Skeletal and heart GLUT4 protein were reduced from the age of 3 months and did not worsen over time, following the stable profile of insulin resistance in MSG-treated SHR. It is known that in the SHR, plasma membrane myocyte GLUT4 increases with age (12 weeks), but at 20 weeks, GLUT4 contents tends to reach the initial levels (8 weeks) . Moreover, reduced insulin-induced GLUT4 translocation  and/or total content was also showed before . Pharmacological treatment of arterial hypertension with captopril can virtually re-establish the glucose transporter contents . On the other hand, investigations have shown that GLUT4 translocation in skeletal muscle and heart is stimulated by bradykinin , which enhances insulin-induced phosphorylation of insulin receptors and insulin-stimulated association of IRS-1 and phosphatidylinositol-3-kinase in skeletal muscle of aged rats , all of which are essential for insulin-mediated GLUT4 translocation and glucose transport. Both cases demonstrate that the amount of GLUT4 is related to blood pressure levels.

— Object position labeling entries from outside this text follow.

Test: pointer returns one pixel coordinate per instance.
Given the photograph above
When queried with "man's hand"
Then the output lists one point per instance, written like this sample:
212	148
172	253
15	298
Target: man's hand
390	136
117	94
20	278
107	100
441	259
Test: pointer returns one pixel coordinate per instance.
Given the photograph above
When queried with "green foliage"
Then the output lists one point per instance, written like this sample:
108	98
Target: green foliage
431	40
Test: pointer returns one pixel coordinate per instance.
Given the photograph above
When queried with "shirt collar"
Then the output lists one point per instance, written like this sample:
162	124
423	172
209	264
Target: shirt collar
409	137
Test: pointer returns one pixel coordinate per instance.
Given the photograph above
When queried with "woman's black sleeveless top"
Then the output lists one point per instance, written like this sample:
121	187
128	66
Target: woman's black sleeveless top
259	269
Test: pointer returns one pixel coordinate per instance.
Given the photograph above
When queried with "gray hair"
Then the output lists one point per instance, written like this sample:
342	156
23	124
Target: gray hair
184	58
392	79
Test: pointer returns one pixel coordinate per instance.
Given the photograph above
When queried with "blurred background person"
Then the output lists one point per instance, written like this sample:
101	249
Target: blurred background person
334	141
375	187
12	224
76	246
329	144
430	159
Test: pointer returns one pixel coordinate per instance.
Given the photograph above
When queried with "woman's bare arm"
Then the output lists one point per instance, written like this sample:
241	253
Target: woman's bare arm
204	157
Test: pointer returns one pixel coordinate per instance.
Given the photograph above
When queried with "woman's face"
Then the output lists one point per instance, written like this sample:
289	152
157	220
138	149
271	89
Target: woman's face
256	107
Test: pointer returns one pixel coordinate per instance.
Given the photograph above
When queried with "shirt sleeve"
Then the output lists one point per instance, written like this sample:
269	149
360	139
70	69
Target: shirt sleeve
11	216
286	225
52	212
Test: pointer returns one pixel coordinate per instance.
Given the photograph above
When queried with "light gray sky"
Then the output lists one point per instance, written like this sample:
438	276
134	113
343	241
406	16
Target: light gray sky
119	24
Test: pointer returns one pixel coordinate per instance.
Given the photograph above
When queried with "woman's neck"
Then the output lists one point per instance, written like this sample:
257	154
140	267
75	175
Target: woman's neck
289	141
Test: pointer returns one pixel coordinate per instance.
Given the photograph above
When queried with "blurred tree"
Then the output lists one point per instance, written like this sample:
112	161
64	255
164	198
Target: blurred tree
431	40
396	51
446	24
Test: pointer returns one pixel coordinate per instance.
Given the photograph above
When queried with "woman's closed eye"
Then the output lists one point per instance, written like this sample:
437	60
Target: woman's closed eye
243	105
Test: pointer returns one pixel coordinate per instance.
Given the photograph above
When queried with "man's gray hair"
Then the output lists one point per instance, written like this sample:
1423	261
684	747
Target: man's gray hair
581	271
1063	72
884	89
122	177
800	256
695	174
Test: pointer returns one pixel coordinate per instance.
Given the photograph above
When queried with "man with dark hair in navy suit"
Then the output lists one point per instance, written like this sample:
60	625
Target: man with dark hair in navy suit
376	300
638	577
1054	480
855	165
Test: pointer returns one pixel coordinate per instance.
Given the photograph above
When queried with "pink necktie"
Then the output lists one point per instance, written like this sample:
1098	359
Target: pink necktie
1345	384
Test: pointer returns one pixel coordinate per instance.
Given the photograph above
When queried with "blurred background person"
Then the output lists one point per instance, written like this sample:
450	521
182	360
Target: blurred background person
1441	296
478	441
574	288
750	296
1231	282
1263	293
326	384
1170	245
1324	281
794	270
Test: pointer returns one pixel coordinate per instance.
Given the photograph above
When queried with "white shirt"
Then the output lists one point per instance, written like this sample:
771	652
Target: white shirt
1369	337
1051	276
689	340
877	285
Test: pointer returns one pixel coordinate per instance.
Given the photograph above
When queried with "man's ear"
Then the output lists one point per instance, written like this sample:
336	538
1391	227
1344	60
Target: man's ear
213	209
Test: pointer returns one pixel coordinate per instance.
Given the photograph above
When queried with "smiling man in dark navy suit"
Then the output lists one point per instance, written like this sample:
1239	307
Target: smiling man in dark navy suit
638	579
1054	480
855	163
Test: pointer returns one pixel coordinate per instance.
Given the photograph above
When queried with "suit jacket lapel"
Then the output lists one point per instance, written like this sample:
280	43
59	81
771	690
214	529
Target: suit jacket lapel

Anyhow, it is known that the behavior of this transporter in the skeletal muscle does not always reflect what happens in the white adipose tissue , and, indeed, in this tissue, we find a progressive reduction of its content in MSG-treated SHR, especially at the age of 9 months.
In the heart, in turn, it is known that insulin resistance together with the excess of free fatty acids – as we find in MSG-treated SHR – are responsible for contractility dysfunction [61, 62]. Since the muscle contraction also induces GLUT4 translocation to the plasma membrane, contractility dysfunction is directly related to reduced plasma membrane GLUT4 content . Furthermore, the excess of free fatty acids alone can interfere in glucose transport, since it reduces GLUT4 expression in the heart, but not that of the free fatty acid transporter . In rats with insulin resistance induced by a fructose-rich diet, cardiomyocytes present low glucose input in response to ischemia, a consequence of GLUT4 translocation reduction . We found a reduction of GLUT4 content in heart of MSG-treated SHR at the age of 3, 6 and 9 months, which can be explained by the hypothesis that the reduction of this transporter in the heart occurs when obesity and insulin resistance are established . The normotensive and hypertensive control groups did not present differences in the GLUT4 content in the heart, at the age of 6 months . In the MSG-treated SHR, time-course of changes of insulin-sensitive GLUT4 protein content had not yet been described in the literature.